Car le fait est que la menace venant des talibans croît dangereusement depuis un an; ils ont même repris la capacité de se livrer à des combats conventionnels.

Hier, les talibans ont ainsi frappé un dur coup au coeur du Pakistan voisin (déstabilisé par la démission du président Pervez Musharraf), tuant 60 personnes dans une usine d'armement réputée imprenable; deux jours plus tôt, ils avaient fait 35 victimes dans un hôpital situé près des zones tribales. Lundi soir, ils ont aussi attaqué une base militaire américaine à Khost (sud-est de l'Afghanistan). La semaine dernière, ils ont tué trois travailleuses humanitaires, dont deux Canadiennes, au sud de Kaboul. Et on se souvient de la stupéfiante «libération» de 900 détenus de la prison de Kandahar, en juin.

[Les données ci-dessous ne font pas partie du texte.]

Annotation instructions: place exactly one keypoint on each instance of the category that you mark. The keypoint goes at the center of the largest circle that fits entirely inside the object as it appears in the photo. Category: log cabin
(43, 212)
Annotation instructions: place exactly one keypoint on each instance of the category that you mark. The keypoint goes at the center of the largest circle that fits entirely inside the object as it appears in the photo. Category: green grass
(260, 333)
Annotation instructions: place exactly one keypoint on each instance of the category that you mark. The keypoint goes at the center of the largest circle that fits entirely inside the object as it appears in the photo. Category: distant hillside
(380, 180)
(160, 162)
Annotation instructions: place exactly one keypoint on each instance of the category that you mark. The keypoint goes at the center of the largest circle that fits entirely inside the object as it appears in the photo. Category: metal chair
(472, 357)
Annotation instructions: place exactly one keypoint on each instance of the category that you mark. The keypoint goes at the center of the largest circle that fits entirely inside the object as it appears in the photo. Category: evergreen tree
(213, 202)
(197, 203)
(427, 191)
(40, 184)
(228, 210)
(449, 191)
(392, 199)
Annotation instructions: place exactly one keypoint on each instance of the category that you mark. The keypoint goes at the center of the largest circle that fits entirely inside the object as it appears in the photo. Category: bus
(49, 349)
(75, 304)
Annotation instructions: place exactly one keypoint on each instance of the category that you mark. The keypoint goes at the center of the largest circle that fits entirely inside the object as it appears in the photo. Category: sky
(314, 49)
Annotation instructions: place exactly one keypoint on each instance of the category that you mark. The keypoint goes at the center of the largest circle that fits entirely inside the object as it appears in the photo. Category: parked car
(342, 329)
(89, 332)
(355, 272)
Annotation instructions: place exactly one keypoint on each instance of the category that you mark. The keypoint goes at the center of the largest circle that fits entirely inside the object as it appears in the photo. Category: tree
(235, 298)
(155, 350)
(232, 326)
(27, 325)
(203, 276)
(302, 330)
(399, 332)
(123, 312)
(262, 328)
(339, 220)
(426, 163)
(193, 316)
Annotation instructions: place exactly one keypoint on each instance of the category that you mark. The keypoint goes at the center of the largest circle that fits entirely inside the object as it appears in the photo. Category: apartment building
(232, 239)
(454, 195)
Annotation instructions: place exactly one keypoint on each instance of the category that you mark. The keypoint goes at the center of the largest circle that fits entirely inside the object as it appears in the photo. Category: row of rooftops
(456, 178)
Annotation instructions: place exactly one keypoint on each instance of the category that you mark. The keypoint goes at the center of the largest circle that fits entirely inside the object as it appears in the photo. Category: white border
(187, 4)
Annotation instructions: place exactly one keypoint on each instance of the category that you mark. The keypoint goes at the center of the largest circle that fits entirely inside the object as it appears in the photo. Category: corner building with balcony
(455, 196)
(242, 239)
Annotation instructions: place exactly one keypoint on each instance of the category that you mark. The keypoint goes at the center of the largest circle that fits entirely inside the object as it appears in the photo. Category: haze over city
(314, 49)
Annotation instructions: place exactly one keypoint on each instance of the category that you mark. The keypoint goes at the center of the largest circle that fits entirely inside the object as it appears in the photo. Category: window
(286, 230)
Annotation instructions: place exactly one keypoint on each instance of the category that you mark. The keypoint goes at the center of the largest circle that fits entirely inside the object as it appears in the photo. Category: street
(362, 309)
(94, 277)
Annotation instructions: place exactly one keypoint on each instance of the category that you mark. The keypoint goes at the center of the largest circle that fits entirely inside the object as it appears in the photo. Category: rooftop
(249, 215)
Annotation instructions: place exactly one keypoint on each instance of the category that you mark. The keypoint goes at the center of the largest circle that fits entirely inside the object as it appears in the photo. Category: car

Au total, une carte publiée il y a quelques jours par le Conseil de Senlis montre que les talibans sont maintenant présents de façon permanente ou à tout le moins substantielle dans 90% du pays, y compris autour de Kaboul, secteur réputé sûr il y a quelques mois à peine

La cause serait-elle perdue?

Chose sûre, l'inventaire des problèmes à affronter en Afghanistan est considérable. Frontière poreuse avec le Pakistan, insuffisance en nombre des troupes de l'OTAN (53 000 soldats: il en faudrait au bas mot 20 000 de plus), faiblesse apparemment incurable de la police et de l'armée afghanes, culture du pavot comme base économique (et tiroir-caisse des talibans), corruption généralisée, évaporation partielle de l'aide au développement (14 milliardsUS à ce jour)

Bref, il faudrait rapidement redresser la de barre, comme on le réclame dorénavant en France aussi. Or, il se ne passera sans doute rien de décisif d'ici à ce que la Maison-Blanche abrite un nouveau locataire, en janvier prochain.

Sera-t-il trop tard?

Si c'est le cas, il s'agira d'un échec cuisant pour l'ensemble des pays développés, pour la crédibilité de l'OTAN, pour la guerre à la terreur. Et pour les Afghans eux-mêmes, qui seront replongés dans un nouveau cycle de misère, de despotisme moyenâgeux et d'État failli.